What controls the flow resistance of rough-bed rivers? Major new advances from high-resolution topography

Being able to predict the depth and speed of water in a river channel is important for managing in-channel engineering, predicting sediment transport and flood risk, planning river restoration, prescribing minimum flows to preserve river habitats, and predicting carbon dioxide efflux. To make these predictions, we need to understand how the roughness of a river channel's bed and banks slows down the flow within it, i.e. the flow resistance of the channel. We commonly assume that sediment particles are the most important objects obstructing flow in river channels, and we represent their effect using the size of the larger particles relative to the flow depth . This assumption predicts flow resistance reasonably well in larger rivers where particles are small compared to the flow depth. But in headwater streams, which make up 77% of all river networks, flow is usually not much deeper than the largest bed particles. Even the best existing methods for predicting river speed and flow volume from depth, or depth and speed from flow volume, are very unreliable in these conditions, with predictions commonly being wrong by a factor of two. For comparison, predictions of how flow depths will change under climate change scenarios have about half this degree of uncertainty.

It is difficult to predict the flow resistance of rivers where flow is shallow compared to the largest bed particles because their channels contain lots of different obstacles of different shapes and sizes, including sediment, boulders, patches of exposed bedrock, and irregular banks. The size of the larger particles alone does not reliably represent the combined effect of the many different objects obstructing the flow, and so it is not surprising that it produces poor predictions of flow resistance. However, the community continues to use particle size because there are still no good alternatives. Despite a long history of research, better alternatives have not been developed because we still do not understand the processes by which different sizes of obstacles slow down the flow. In particular, we do not know what sizes of obstacles have most impact (e.g. one large boulder compared to several smaller ones), nor what the combined impact is of multiple obstacles of different types and sizes. Progress has been severely limited by the difficulty of measuring both channel topography and flow properties. But, recent advances in field measurements, flume techniques and numerical modelling mean that for the first time we can acquire the datasets that are essential to make a step change in predicting flow resistance and all that follows from it.

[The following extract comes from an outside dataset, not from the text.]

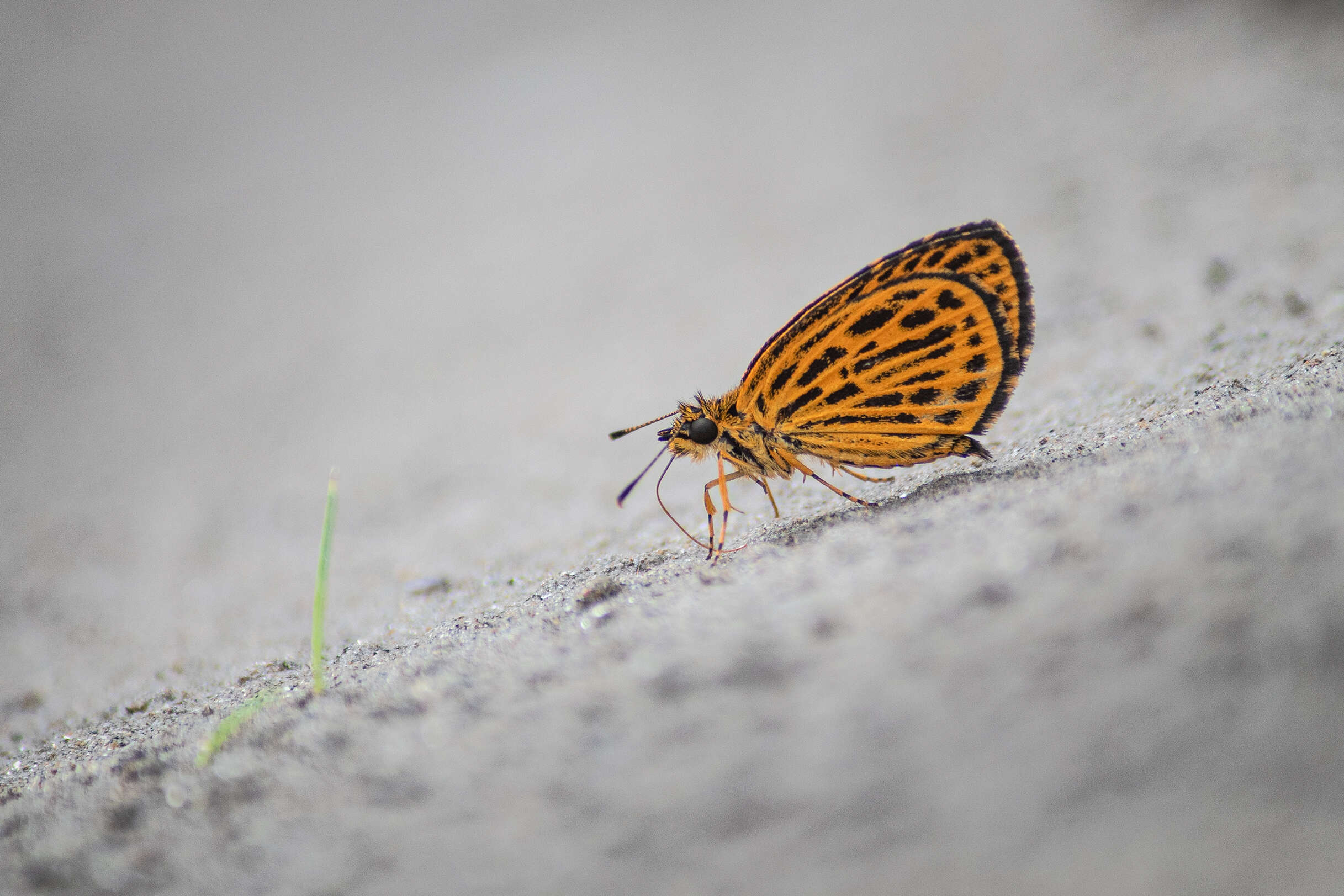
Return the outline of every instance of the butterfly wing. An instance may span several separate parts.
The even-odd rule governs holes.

In this project we will use state of the art technologies for measuring river channel topography at high resolution in the field (terrestrial laser scanning, shallow-water multi-beam sonar) to produce the first comprehensive dataset of rough-bed river topographies, and will use statistical methods to describe the roughness of their beds and banks. We will select representative channels from this dataset, and replicate them in a laboratory flume by 3-D milling them at a reduced scale. In the flume we will sequentially add boulders, sediment and rough banks, and measure how each component affects flow depth and flow resistance. We will also use new numerical modelling methods to simulate flow properties in channels that we have manipulated so that they only contain certain topographic scales, thus allowing us to identify the most important sizes of obstacle. The combined flume and numerical modelling experiments will allow us to determine the physical basis for how different sizes and types of obstacles in a channel combine to set the total flow resistance. From this understanding we will produce new approaches for how best to predict flow speed, depth or volume. Overall, this project will provide a fundamental step change in understanding and prediction of flow in rivers.